When it comes to cod, there haven’t been plenty of fish in the sea since the great cod stock collapse of 1992, which led to a fishing ban so that the endangered species could recover. But now, European fishers have sabotaged that effort, according to information leaked to the World Wildlife Federation-Canada.
The controversy revolves around cod “bycatch,” which occurs when fishers unintentionally capture cod while trolling for other creatures. In 2008, European fishers were allegedly to blame for 70 per cent of the cod bycatch that occurred off the southern Grand Banks of Nova Scotia, reveals data WWF-C received from sources close to the Northwest Atlantic Fisheries Organization, which manages those waters. That’s 444 tonnes of cod bycatch—way above the 420 tonnes limit that WWF-C had recommended to NAFO in 2007. It says that Canadian boats were responsible for some of the remaining 30 per cent of excessive bycatch.
WWF-C believes that hope is fading for the cold-water fish, whose numbers have barely budged since the early 1990s. “When you see opportunity for recovery and then the management agency and fishers blow that off, that’s a real shame,” says Robert Rangeley, vice-president of Atlantic operations for WWF-C. There is little incentive for fishers to reduce their bycatch, he explains, because the enforcement of limits is weak and penalties are rare.
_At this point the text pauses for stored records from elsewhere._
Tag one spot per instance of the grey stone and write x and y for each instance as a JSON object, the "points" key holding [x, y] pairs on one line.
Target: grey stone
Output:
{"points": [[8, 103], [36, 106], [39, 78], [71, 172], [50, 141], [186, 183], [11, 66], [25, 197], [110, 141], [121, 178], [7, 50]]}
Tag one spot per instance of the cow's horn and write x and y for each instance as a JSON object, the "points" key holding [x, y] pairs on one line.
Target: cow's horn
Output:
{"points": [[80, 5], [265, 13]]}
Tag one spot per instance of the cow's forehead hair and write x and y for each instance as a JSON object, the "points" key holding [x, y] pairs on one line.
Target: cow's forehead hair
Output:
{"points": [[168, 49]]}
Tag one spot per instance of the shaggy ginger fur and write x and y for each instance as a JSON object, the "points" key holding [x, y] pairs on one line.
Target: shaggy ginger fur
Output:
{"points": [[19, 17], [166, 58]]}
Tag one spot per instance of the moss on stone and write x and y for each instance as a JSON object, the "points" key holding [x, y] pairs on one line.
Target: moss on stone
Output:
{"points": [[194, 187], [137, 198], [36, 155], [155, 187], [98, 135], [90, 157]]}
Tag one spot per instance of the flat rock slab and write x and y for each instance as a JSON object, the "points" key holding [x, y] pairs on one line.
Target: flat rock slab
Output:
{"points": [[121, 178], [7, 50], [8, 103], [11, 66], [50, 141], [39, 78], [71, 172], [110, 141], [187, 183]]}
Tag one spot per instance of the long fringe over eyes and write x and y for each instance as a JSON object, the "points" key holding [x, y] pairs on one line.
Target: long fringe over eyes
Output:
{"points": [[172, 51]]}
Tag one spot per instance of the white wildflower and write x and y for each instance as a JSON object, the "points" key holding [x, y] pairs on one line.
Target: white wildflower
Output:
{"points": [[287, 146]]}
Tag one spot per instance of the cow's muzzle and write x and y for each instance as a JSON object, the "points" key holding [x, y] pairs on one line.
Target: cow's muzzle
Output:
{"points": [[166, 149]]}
In fact, cod bycatch has its motivations for fishers: “They can make money off it,” say Rangeley, because it can be sold commercially, which is likely what happened in this case.
NAFO won’t confirm the data ahead of its Scientific Council meeting in June, when the agency makes recommendations to the Fisheries Commission on managing the ocean better. But Rangeley hopes NAFO will call for change such as less damaging fishing gear and firm caps on bycatch. “There’s no magic bullet that will reduce bycatch of cod on the southern Grand Banks,” he says.